Kick off 2007 with a new, more secure operating system

Although many readers think I'm a Windows-only zealot, one of my other favorite OSes is OpenBSD. I run a few flavors of Linux as well, but I use OpenBSD as my honeynet (a network of honeypots) firewall and to explore the criminal side of the Net. There is no better secure, popular OS than OpenBSD.

Project founder Theo de Raadt created OpenBSD in 1995 as a more secure and open alternative to NetBSD and Linux. De Raadt and his project team are legendary in their pursuit of openness and security. They worked hard to scrub every proprietary and non-open piece of source code out of the kernel. The name OpenBSD comes from the fact that its source code can easily be examined on the Web or by using other tools. Open also means that it supports many platforms, including i386, Alpha, HP, Mac (both Motorola and iMac chipsets), Vax, Sparc, and SGI.

The founders and maintainers of OpenBSD are the kings of security. Nothing goes into OpenBSD before a gauntlet of security reviews, and the source code is constantly examined, re-examined, extended, and updated in developer-focused hack-a-thons.

Crypto is baked-in and turned on by default. Kerberos V is built-in. In 1997, OpenBSD was the first OS with IPSec support. It has native support for many cryptographic hardware accelerator cards. You want to use remote admin? Then you’re going to use an encrypted channel (e.g., OpenSSH). FTP supports HTTPS. Passwords are protected by Blowfish encryption (called bcrypt hashes), which are considered the strongest password hashes available.

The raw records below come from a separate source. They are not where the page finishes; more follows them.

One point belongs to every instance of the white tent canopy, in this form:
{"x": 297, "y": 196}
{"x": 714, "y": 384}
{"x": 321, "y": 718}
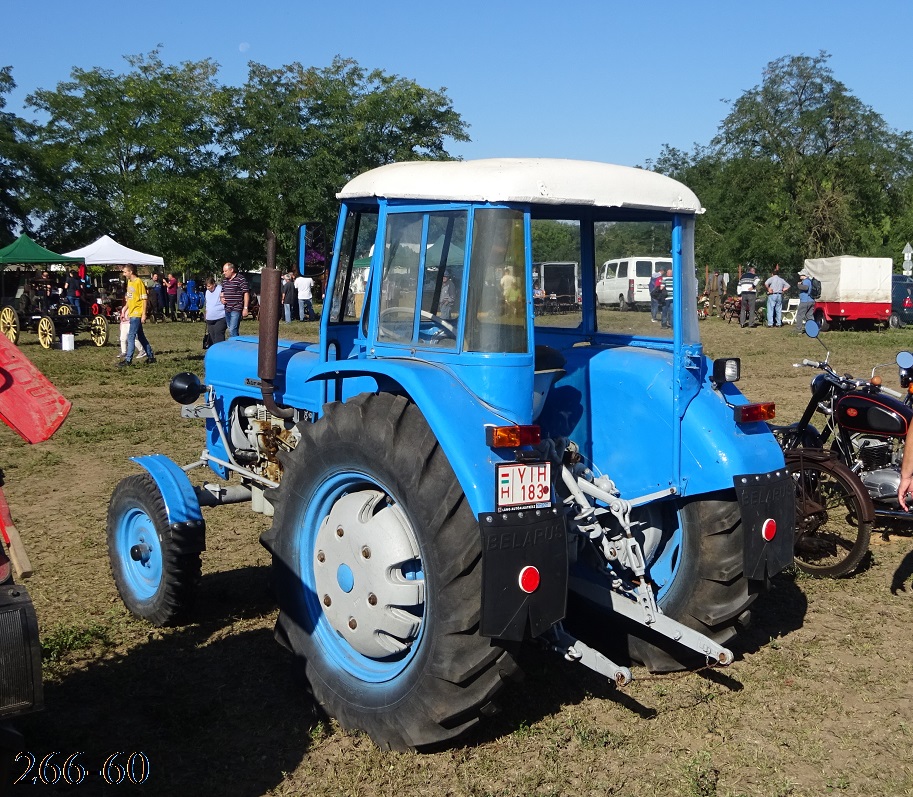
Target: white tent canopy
{"x": 108, "y": 252}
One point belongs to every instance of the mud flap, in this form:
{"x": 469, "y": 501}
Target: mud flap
{"x": 20, "y": 665}
{"x": 512, "y": 542}
{"x": 768, "y": 505}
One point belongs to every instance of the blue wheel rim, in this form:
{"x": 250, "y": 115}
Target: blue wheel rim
{"x": 142, "y": 578}
{"x": 336, "y": 649}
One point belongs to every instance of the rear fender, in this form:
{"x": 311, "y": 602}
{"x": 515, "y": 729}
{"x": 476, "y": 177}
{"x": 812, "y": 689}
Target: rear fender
{"x": 455, "y": 414}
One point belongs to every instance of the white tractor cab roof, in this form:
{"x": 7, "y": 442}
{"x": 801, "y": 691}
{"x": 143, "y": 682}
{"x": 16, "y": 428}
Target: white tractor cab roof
{"x": 549, "y": 181}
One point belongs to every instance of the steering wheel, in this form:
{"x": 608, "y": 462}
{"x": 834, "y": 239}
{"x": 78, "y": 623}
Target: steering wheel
{"x": 446, "y": 326}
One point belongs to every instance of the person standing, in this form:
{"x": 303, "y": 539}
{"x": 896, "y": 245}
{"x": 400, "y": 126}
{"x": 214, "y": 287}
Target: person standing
{"x": 748, "y": 292}
{"x": 305, "y": 288}
{"x": 776, "y": 287}
{"x": 667, "y": 302}
{"x": 288, "y": 296}
{"x": 235, "y": 298}
{"x": 72, "y": 288}
{"x": 135, "y": 308}
{"x": 214, "y": 312}
{"x": 171, "y": 292}
{"x": 717, "y": 292}
{"x": 448, "y": 297}
{"x": 806, "y": 311}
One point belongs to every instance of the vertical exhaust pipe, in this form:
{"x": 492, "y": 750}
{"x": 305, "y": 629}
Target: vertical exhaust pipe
{"x": 269, "y": 330}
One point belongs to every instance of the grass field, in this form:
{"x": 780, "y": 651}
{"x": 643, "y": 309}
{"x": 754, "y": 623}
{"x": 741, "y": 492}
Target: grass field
{"x": 820, "y": 699}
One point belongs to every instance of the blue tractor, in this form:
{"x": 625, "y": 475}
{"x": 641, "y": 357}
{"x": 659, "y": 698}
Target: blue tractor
{"x": 445, "y": 467}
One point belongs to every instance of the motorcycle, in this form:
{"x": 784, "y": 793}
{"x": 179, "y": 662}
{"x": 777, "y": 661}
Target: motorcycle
{"x": 847, "y": 474}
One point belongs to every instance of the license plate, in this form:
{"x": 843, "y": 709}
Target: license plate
{"x": 523, "y": 485}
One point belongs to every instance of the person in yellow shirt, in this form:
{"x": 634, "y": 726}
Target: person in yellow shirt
{"x": 135, "y": 308}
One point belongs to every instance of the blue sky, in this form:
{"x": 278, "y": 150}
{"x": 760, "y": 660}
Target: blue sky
{"x": 607, "y": 81}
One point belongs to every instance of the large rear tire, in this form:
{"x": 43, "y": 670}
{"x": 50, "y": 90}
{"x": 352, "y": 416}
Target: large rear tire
{"x": 156, "y": 570}
{"x": 377, "y": 567}
{"x": 699, "y": 574}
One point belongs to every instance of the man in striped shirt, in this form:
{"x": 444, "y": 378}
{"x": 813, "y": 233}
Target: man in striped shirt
{"x": 235, "y": 297}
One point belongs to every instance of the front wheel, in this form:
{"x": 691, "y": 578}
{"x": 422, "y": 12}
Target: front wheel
{"x": 832, "y": 525}
{"x": 156, "y": 568}
{"x": 377, "y": 569}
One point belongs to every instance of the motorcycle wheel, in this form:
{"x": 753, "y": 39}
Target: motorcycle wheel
{"x": 832, "y": 530}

The overarching goal is to be the most secure operating system. To date, only one remote vulnerability has been found in the OpenBSD kernel. Critics often counter -- and rightly so -- that no one runs just the kernel, and that other common add-ons (again, OpenSSH) have been found with bugs. That may be right, but few other OSes can say that in 10 years of existence, outsiders found only one kernel bug. It’s quite the record.

OpenBSD is especially known for its Packet Filter (PF) firewall software, considered one of the most protective and straightforward firewalls available. You need a chrooted service? Nobody does it better than OpenBSD. In fact, think of any generally available security feature, and it's highly likely that it’s available or installable on OpenBSD, albeit in a more secure form.

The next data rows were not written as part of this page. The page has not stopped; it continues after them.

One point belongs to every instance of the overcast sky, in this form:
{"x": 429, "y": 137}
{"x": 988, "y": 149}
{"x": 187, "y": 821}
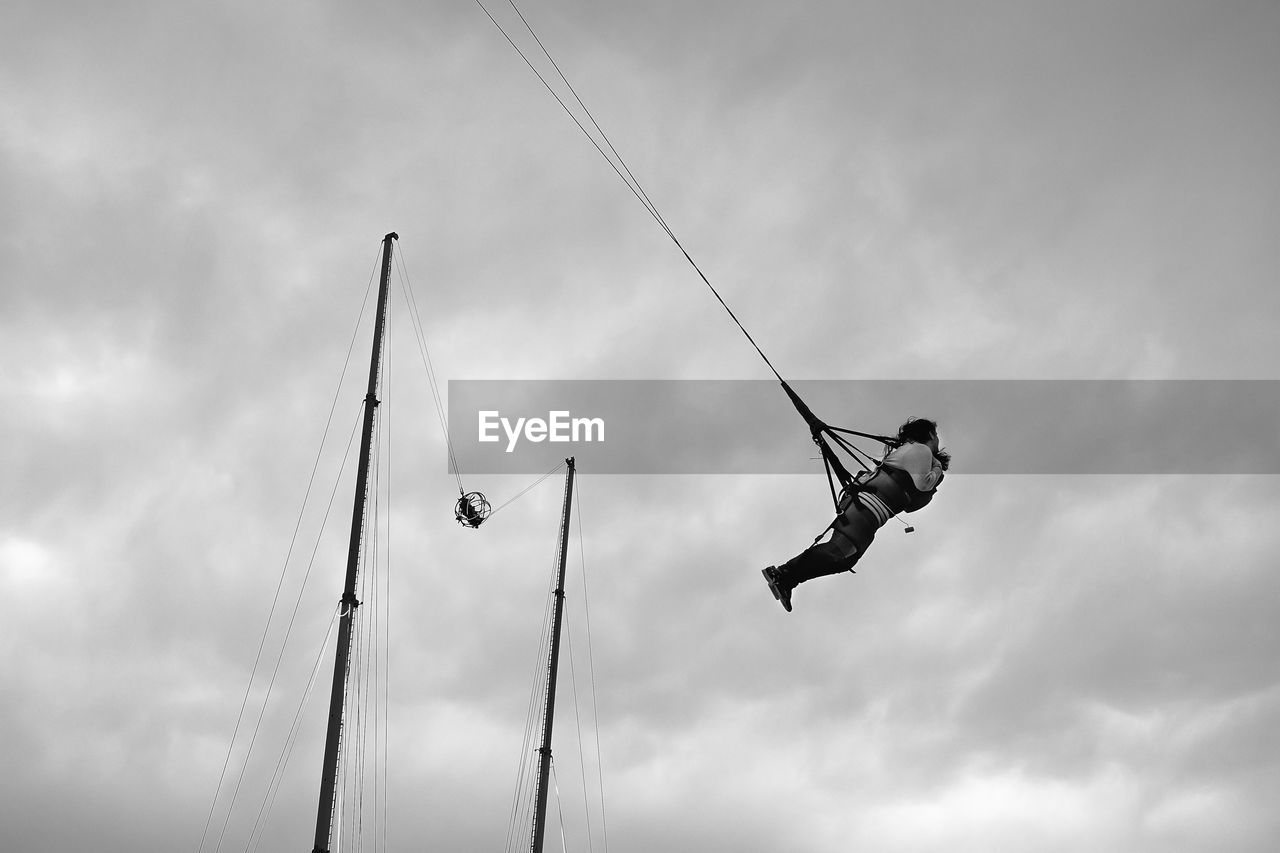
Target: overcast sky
{"x": 191, "y": 204}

Security comes at the price of decreased user friendliness and difficult installs from a lack of supported drivers. OpenBSD earned its reputation for being difficult to configure after the install, because what does get installed is minimalist in nature by default. For example, PF is a strong firewall, but it doesn’t include all the cute little features that are available in today’s massively bloated firewalls. It does what you tell it to do, no more and no less -- and without holes.

OpenBSD is shipped secure-by-default, with all non-essential services disabled. You won’t find NFS, Mountd, or Apache enabled by default. The \bin and \sbin folders will be emptier than other Linux or BSD distros. Install OpenBSD and you can be assured that it doesn’t default to an insecure state.

Theo de Raadt is known for being rather abrasive when it comes to OpenBSD and its security. I’ve never met the man so I don’t know for sure. Per other articles I’ve read, he has angered many with his firm stance on security and doesn’t suffer fools, whiners, or middle-of-the-road security advocates lightly. But shouldn’t we have at least one publicly available OS that simply says security is the No. 1 concern and everything else is secondary?

If you are new to Linux or BSD, I suggest buying an OpenBSD book. My current favorite is Absolute OpenBSD: Unix for the Practical Paranoid by Michael W. Lucas from No Starch Press. Anyone should be able to read this book, download OpenBSD, and get it running as quickly as possible.

So make another new year’s resolution. Download and install OpenBSD and see what it can do for you.